How to Make a Rose Stenciled Tray
Painting a stenciled tray can give it a new lease of life, it also makes an attractive and very useful accessory to display in your kitchen. This stenciled tray is made from wood, but metal trays can be painted and stenciled in the same way, using a suitable metal paint. If you wish to continue the theme you could reduce the size of the motif and paint it around the kitchen walls above the tiles or along the top of the walls to match your stenciled tray.
Tray Primer and emulsion paint or metal equivalent
Stencil or poster paints two colors in small pots
Paint brushes two 5cm (2in) for applying paint and varnish, and a fine brush for painting the rim of the tray
Craft knife and masking tape
Stencil card made from waxed or oil-coated paper or acetate
Cutting board or a thick piece of card to protect work surface
Fine grit sandpaper 00 grade
Stencil a Tray
1. Apply the primer
With the fine grit sandpaper, rubdown the tray to ensure a smooth surface to work on. Apply a coat of primer and leave to dry. Rub with glass paper.
2. Apply the emulsion
Apply three coats of emulsion. After each coat has been left until it is completely dry, rub down with the fine grit sandpaper.
3. Making the stencil
Draw the motif, copied from the photograph above, on to the acetate or stencil paper, enlarging if necessary to fit the tray. Cut out the motif carefully with the craft knife.

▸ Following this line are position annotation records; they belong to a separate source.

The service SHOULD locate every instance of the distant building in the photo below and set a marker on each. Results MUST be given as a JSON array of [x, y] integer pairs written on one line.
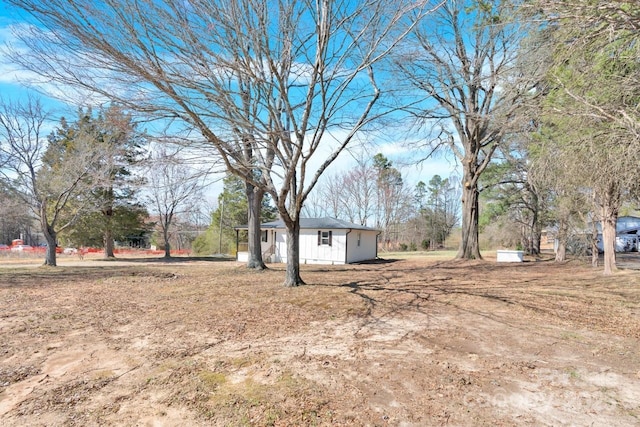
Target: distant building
[[322, 241], [627, 234]]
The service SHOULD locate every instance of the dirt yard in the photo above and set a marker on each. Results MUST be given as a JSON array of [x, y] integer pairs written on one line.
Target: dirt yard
[[412, 342]]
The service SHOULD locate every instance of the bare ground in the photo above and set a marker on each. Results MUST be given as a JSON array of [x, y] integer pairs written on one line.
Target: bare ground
[[412, 342]]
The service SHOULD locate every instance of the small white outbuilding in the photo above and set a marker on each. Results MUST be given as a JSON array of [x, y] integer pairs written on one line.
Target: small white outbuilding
[[322, 241]]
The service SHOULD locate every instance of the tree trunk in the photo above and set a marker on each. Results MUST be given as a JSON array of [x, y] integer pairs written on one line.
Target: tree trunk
[[107, 212], [594, 246], [469, 245], [254, 199], [50, 237], [108, 240], [561, 250], [167, 245], [292, 274], [609, 220]]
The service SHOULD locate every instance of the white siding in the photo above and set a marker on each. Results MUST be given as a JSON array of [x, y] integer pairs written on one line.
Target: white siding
[[366, 250], [312, 253]]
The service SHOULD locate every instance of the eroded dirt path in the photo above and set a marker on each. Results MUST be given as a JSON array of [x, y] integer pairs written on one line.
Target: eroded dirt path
[[412, 342]]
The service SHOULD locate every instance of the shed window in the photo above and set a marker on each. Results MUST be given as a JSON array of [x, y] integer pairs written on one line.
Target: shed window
[[324, 238]]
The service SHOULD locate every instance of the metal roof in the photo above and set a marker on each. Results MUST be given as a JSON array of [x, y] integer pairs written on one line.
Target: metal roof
[[314, 223]]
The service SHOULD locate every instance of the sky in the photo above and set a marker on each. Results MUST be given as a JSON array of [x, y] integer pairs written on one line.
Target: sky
[[15, 84]]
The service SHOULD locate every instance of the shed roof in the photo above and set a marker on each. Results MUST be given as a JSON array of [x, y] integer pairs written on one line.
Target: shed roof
[[315, 223]]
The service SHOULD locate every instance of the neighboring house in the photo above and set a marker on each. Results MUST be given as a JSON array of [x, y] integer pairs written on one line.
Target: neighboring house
[[322, 241], [627, 234]]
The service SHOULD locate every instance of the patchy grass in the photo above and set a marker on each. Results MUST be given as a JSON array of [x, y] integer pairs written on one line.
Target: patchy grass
[[415, 339]]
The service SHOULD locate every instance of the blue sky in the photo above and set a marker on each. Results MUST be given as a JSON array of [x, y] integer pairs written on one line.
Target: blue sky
[[12, 86]]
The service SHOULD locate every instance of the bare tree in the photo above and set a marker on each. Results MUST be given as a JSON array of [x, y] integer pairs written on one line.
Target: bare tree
[[266, 83], [173, 188], [52, 177], [462, 61]]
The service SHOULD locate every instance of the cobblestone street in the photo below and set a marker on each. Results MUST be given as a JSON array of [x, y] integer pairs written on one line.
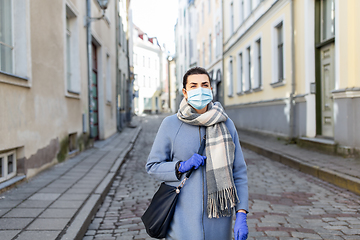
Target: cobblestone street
[[284, 203]]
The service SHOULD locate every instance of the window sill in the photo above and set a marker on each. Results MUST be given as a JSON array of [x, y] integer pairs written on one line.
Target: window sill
[[14, 79], [278, 84]]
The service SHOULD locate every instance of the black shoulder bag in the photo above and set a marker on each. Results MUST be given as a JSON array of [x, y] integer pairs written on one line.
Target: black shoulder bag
[[158, 215]]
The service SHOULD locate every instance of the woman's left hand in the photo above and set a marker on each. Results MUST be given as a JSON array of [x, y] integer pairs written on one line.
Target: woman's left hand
[[241, 229]]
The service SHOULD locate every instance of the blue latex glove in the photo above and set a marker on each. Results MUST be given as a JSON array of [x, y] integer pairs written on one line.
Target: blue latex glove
[[195, 161], [240, 229]]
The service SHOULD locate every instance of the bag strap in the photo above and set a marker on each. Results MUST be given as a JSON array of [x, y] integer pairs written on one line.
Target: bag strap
[[200, 151]]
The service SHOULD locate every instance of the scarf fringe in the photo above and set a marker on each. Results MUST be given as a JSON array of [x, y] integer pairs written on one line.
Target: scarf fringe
[[221, 203]]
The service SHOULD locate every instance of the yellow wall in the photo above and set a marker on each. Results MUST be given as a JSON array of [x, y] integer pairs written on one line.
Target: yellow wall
[[264, 29], [349, 33]]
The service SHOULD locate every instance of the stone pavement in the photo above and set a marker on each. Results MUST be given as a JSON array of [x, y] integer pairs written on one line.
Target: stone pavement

4. Practice using the stencil
It is a good idea to practice using the stencil on a piece of paper. You can use the test piece to decide the best position for the motif on the tray.
5. Painting the motif
Position the stencil on the tray and fix in place with the masking tape. Mask out areas to be stenciled in the second color. Prepare and apply the paint using the stencil.
6. Finishing touch
With the blue paint and using a fine paint brush, paint the rim inside the handles and around the top of the tray.
7. Varnish the tray
When the paint is completely dry, apply several coats of varnish and, allowing it to dry thoroughly between each coat, rub down with fine grit sandpaper between each coat.